Independent assurance on the adequacy of the Department's controls is provided from a range of sources including internal audit reviews conducted in accordance with governance arrangements that are overseen by the Departmental Audit Committee, comprising an independent chair and independent members.

In addition, new procedures introduced as part of Cabinet Office's review of data-handling procedures in Government, have led to the designation of information asset owners—senior staff—who provide assurance to the Department's senior information risk owner on the adequacy of the arrangements for the management of information assets. The departmental security officer, who is independent of the operational management chain, also provides an annual assessment on the prevailing level of security, and the consequent assurance that can be obtained across the broad range of security risks, including those relating to information.

These assurances, along with other information, will be used to inform the statement of internal control which will be published in the Department's resource account for the year ending 31 March 2009.

To ask the Secretary of State for Work and Pensions what formal data owners there are for each dataset held by his Department and its agencies; and if he will make a statement. (240815)

In accordance with the Cabinet Office's report on Guidance on Mandatory Roles: AO, SIRO, IAO (accounting officer, senior information risk owner and information asset owner) published in April 2008, the Department has appointed a senior information risk owner and information asset owners who will have responsibility for meeting the requirements of the Cabinet Office data handling report.

To ask the Secretary of State for Work and Pensions what assessment he has made of the adequacy of (a) staff recruitment and management practices, (b) administrative processes and (c) technical controls in maintaining data security in his Department and its agencies. (241304)

The Department takes its responsibilities for data security very seriously. In the last year, the Department has made substantial and extensive improvements to its handling arrangements for such data including the implementation of the recommendations of the Cabinet Office review of data handling procedures in Government.

In respect of the specific information sought, the following measures have been introduced:

(a) Staff recruitment: the Department has introduced additional background checks on new recruits, including the checking of identity and criminal records.

(b) Administrative processes: new procedures have been introduced that have considerably tightened up the handling of information, including improvements in the way data is transferred across the Department, and exchanged with external partners. Staff have been provided with improved guidance; security and discipline policies are being reviewed and refreshed; and major steps have been taken to improve security awareness.

(c) Technical controls: all the Department's laptop computers have been encrypted, and strict IT controls implemented which prohibit the use of unencrypted media (memory sticks, disks, etc). Wherever possible, data is transferred electronically rather than relying on physical media.

To ask the Secretary of State for Work and Pensions what (a) procedures and (b) staff training programmes his Department has put in place on maintaining data security. (241305)
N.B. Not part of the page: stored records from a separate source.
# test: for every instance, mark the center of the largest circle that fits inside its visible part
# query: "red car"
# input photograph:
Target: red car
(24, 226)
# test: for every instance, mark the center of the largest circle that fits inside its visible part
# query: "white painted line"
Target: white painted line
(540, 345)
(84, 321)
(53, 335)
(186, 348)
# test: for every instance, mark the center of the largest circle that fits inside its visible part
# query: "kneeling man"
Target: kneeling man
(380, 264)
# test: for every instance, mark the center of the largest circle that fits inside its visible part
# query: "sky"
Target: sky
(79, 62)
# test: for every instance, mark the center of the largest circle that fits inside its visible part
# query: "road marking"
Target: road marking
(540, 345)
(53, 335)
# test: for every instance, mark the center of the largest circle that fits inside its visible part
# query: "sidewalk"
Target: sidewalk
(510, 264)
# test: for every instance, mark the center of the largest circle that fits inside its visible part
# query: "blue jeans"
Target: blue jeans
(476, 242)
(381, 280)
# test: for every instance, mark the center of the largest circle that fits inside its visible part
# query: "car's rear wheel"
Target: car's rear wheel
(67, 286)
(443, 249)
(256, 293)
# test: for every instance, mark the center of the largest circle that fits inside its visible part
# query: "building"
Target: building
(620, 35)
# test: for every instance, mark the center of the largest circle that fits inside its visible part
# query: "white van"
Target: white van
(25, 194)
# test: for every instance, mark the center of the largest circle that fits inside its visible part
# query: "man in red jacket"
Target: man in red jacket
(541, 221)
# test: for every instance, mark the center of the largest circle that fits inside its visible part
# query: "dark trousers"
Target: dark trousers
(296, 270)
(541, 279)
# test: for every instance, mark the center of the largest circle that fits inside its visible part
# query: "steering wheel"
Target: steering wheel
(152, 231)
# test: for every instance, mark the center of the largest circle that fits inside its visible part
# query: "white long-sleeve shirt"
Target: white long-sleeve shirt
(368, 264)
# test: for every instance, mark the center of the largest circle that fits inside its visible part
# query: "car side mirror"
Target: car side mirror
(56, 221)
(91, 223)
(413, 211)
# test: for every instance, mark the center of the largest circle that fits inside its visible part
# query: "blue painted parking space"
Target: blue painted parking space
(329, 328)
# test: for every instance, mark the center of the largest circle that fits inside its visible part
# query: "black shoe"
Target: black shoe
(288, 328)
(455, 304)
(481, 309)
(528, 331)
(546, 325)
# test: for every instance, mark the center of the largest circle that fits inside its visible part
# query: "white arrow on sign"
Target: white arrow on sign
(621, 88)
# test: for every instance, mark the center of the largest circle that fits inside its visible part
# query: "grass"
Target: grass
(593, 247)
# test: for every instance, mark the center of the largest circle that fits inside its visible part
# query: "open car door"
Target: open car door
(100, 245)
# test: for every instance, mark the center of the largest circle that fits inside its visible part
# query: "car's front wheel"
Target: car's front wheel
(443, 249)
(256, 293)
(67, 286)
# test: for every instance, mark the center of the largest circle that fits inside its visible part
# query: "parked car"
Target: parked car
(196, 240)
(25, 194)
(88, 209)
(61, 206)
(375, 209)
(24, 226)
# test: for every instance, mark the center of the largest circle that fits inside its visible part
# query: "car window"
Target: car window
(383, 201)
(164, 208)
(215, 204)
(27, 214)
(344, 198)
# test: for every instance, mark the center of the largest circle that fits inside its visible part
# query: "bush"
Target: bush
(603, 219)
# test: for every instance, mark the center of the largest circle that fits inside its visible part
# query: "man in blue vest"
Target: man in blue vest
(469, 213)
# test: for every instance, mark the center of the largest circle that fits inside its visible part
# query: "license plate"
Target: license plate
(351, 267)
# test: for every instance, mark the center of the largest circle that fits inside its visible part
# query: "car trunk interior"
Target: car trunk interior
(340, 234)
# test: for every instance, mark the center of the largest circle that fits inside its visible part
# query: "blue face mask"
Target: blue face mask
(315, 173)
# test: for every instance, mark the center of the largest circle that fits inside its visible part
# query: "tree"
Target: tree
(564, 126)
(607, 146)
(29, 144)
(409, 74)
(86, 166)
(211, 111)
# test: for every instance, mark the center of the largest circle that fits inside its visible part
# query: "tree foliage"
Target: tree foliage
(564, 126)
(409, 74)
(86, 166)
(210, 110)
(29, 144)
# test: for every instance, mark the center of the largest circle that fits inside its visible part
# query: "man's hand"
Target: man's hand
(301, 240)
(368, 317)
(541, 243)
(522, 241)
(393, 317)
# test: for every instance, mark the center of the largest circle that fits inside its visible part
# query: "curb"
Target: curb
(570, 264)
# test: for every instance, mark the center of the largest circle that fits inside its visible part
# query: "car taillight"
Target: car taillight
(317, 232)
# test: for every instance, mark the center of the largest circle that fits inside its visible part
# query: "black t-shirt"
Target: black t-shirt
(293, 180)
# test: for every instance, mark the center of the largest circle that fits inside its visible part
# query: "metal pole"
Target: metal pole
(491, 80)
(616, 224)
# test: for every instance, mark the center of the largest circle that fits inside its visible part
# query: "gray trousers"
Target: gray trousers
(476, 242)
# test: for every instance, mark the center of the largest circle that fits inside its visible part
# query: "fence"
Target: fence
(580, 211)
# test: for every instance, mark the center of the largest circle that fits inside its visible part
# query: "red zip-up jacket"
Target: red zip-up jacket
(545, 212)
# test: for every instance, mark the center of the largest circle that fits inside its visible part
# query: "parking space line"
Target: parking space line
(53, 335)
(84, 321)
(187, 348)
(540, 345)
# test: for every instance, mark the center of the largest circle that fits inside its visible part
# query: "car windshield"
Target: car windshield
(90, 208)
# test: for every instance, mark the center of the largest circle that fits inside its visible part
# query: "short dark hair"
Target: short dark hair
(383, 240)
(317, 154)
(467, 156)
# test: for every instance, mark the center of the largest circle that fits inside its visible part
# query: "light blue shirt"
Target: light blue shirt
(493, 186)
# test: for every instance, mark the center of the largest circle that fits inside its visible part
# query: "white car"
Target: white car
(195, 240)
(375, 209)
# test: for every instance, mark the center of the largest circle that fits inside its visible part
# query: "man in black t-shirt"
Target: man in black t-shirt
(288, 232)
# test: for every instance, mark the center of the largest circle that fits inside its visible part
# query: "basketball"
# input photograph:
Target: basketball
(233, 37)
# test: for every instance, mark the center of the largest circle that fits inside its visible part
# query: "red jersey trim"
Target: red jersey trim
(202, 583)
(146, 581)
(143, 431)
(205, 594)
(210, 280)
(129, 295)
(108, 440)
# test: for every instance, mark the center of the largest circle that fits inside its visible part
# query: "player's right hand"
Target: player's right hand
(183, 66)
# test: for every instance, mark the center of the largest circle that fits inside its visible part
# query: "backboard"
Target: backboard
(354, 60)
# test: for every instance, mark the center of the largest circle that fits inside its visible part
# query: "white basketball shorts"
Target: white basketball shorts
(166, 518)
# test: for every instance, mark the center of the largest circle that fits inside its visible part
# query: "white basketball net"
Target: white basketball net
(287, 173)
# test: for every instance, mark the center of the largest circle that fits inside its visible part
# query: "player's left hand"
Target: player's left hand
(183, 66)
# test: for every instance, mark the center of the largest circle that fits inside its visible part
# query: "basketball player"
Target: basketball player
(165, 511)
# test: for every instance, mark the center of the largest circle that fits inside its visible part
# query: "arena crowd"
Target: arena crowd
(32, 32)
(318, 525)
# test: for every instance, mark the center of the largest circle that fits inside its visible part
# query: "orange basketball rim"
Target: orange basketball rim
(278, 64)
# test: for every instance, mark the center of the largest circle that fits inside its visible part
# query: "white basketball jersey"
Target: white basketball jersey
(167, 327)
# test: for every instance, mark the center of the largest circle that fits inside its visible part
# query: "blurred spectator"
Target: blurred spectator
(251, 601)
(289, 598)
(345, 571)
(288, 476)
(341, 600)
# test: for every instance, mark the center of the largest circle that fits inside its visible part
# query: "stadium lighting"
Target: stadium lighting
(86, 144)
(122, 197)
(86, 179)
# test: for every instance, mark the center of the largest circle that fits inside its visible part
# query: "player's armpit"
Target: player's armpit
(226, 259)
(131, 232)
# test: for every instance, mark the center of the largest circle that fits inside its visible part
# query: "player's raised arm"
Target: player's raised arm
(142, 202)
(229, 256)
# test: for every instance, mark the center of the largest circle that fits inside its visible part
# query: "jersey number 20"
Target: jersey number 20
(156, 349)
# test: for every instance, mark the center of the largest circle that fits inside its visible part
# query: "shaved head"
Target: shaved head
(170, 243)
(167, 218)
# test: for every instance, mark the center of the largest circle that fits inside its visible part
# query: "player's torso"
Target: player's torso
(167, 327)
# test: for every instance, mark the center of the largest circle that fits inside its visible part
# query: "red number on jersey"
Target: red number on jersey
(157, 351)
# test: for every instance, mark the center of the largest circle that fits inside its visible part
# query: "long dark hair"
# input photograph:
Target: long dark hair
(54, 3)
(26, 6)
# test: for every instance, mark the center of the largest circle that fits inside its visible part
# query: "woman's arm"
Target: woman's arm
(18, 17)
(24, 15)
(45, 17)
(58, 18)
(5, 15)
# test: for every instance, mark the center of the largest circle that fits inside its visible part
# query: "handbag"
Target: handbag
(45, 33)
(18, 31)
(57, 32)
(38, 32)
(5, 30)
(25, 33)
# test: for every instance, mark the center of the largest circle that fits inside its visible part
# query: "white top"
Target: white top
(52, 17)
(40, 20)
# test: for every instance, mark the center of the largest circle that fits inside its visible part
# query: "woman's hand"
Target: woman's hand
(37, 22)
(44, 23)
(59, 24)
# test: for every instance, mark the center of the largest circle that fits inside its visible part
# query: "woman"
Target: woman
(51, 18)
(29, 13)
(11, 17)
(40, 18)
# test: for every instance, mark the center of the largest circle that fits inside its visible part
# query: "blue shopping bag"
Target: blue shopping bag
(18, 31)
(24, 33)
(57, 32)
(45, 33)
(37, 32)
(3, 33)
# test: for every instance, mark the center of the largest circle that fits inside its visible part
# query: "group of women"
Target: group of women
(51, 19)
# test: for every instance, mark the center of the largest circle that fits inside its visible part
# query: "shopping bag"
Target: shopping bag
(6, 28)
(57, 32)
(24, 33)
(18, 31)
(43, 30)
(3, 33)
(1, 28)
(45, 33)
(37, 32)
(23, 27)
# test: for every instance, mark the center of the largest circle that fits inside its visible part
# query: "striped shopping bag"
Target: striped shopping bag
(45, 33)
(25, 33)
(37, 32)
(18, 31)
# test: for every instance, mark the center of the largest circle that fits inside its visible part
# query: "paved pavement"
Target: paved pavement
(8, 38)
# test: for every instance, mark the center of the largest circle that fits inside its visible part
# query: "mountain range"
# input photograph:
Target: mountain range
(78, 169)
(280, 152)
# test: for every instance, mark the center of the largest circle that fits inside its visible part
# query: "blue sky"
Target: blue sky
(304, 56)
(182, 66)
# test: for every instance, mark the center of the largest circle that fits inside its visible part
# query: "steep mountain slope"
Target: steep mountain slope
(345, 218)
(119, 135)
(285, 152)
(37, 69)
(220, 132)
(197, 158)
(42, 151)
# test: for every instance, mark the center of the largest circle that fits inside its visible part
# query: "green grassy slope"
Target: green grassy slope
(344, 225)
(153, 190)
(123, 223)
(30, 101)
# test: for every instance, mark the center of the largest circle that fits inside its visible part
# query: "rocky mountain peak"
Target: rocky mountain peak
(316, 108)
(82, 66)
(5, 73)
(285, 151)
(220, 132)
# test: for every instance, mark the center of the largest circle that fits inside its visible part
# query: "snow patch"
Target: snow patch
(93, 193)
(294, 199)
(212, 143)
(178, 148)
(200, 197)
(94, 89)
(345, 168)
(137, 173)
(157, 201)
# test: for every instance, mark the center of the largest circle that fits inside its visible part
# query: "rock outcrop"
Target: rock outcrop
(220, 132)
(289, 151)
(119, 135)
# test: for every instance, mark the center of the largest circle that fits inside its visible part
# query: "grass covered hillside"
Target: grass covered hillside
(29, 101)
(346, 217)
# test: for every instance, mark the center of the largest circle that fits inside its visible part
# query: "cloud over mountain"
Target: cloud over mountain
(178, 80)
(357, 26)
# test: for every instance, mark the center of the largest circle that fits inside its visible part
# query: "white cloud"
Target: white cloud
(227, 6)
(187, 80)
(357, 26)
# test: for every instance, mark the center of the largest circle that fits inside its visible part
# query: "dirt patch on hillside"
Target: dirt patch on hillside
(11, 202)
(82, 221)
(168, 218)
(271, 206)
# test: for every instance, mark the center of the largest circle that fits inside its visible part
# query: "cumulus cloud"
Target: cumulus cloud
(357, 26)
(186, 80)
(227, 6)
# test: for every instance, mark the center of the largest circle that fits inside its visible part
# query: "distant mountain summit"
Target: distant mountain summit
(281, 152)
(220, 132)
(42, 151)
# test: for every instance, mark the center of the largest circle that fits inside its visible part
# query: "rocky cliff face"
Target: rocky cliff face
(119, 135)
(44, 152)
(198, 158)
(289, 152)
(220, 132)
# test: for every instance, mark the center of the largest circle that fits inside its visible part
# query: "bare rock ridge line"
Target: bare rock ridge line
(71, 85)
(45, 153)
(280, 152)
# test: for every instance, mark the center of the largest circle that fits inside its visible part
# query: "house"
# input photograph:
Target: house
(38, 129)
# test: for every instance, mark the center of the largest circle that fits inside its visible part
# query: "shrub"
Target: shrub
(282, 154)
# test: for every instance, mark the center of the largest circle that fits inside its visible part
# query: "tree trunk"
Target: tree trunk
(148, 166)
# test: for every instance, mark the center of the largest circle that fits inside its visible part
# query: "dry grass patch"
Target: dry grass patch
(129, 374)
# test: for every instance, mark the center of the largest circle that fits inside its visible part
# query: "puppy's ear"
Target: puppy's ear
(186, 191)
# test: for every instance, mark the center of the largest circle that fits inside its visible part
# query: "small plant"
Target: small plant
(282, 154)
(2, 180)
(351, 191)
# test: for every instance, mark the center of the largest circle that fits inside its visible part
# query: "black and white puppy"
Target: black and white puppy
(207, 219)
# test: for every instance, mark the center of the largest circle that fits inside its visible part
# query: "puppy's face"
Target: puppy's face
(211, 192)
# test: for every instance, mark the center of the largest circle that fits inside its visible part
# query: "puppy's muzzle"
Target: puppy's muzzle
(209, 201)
A wide range of new procedures has been developed and introduced, including implementation of encryption products for physical media and laptops, restrictions on the transfer of certain categories of information, and better control where paper documents are moved by courier services. All these changes have been supported by improved guidance to staff. In addition all new staff now undertake security awareness training as part of their routine induction. These activities are being supplemented by a concerted and significant campaign of staff awareness.

To ask the Secretary of State for Work and Pensions what records his Department maintains in relation to the classes of data held by his Department and its agencies. (241391)

The Department is registered as a data controller in accordance with the Data Protection Act, and the records maintained in relation to personal data comply with that registration. A very wide range of data records are necessary to deliver the extensive range of services and benefits administered by the Department. Such records as are held will vary according to the particular requirements of the related purpose under the legislation.

To ask the Secretary of State for Work and Pensions on how many occasions (a) information and (b) data was (i) lost and (ii) stolen from his Department in each year since 1997; and what estimate he has made of the cost to his Department of recovering such losses. (244045)

I refer the hon. Member to the written answer I gave the hon. Member for Ceredigion (Mark Williams) on 22 October 2008, Official Report, column 408W.